In the case of Brady v. Ham, 45 Fed. (2d) 454, the Circuit Court of Appeals for the First Circuit had before it a situation quite parallel to the present proceeding. The case arose under the same taxing act (1924). The question’had its origin in a provision of a trust deed, which reads as follows:

Said Elizabeth S. Haynes shall have full power to make any additions to the trust property and to change and alter any or all of the trust herein set forth, to name an^ beneficiaries other than those above named except herself, whether by way of addition or substitution, and to appoint another trustee or other trustees at any time either by way of addition or substitution for the trustee or trustees at any time acting. Any such change, alteration or appointment shall be made by her deed and shall take effect immediately upon the delivery thereof to any one not herself who shall at the time be acting as a trustee hereunder, or if she be the sole trustee upon her execution thereof. (Italics ours.)
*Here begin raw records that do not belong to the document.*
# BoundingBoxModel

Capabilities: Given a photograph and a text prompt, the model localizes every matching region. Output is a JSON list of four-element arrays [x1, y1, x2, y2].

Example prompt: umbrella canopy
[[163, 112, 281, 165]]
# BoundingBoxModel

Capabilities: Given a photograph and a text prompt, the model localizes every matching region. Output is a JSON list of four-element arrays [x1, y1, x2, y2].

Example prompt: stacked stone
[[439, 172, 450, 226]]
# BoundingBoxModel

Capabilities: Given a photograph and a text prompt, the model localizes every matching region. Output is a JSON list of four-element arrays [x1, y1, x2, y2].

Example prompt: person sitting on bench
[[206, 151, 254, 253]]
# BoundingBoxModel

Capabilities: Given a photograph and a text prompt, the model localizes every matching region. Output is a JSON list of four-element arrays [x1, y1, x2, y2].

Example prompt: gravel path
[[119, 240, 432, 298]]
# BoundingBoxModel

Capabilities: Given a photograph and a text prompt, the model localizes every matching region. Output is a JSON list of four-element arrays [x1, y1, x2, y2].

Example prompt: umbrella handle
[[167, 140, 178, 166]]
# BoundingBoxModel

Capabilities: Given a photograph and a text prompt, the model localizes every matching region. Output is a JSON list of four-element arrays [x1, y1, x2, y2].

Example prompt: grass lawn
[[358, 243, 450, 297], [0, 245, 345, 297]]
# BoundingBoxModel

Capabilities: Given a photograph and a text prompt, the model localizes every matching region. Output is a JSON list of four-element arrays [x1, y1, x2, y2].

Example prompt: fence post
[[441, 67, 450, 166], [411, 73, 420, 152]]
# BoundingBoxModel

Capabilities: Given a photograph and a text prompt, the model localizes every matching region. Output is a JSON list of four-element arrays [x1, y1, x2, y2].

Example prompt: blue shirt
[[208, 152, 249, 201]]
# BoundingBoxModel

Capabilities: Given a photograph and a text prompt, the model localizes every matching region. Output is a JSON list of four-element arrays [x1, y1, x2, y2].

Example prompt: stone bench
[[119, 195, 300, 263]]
Addressing itself to this quoted provision, the court said:

The decedent, Elizabeth S. Haynes, by her declaration of trust expressly deprived herself of the enjoyment of all economic benefits in the trust estate. While she might control the final disposition of it so far as the beneficiaries were concerned, she could not restore to herself any beneficial enjoyment of it. She reserved no power of revocation as in the first “ two trusts ” in the Reinecke case. Bath Sav. Institution v. Hathorn, 88 Me. 122; Keys v. Garleton, 141 Mass. 45, 49; Thurston, Pet’r. 154 Mass. 596; Sands v. Old Colony Trust Co. 195 Mass. 575, 577. So far as any economic benefits of the trust estate were concerned, they passed to the trustees at- the time of the execution of the declaration of trust. The enjoyment of them may not have been definitely settled on the beneficiaries until her death, and the beneficiaries may have been subject to a succession tax, but the right of enjoyment of any economic benefits thereof irrevocably passed from the decedent in 1911. To hold that such property was subject to a transfer tax would amount to what the Supreme Court had termed in the above-cited cases as an arbitrary and capricious exercise of legislative power.
This test established by the Supreme Court has been since followed in the Circuit Court of Appeals in the Third Circuit in McCaughn v. Carnill, 43 Fed. (2d) 69, and in the District Court for the District of Massachusetts in Erskine et al. v. White, decided October. 1, 1930.

In the circumstances of the present case it is only by a strained or highly artificial construction that the corpus of the trusts can be included in the gross estate of decedent.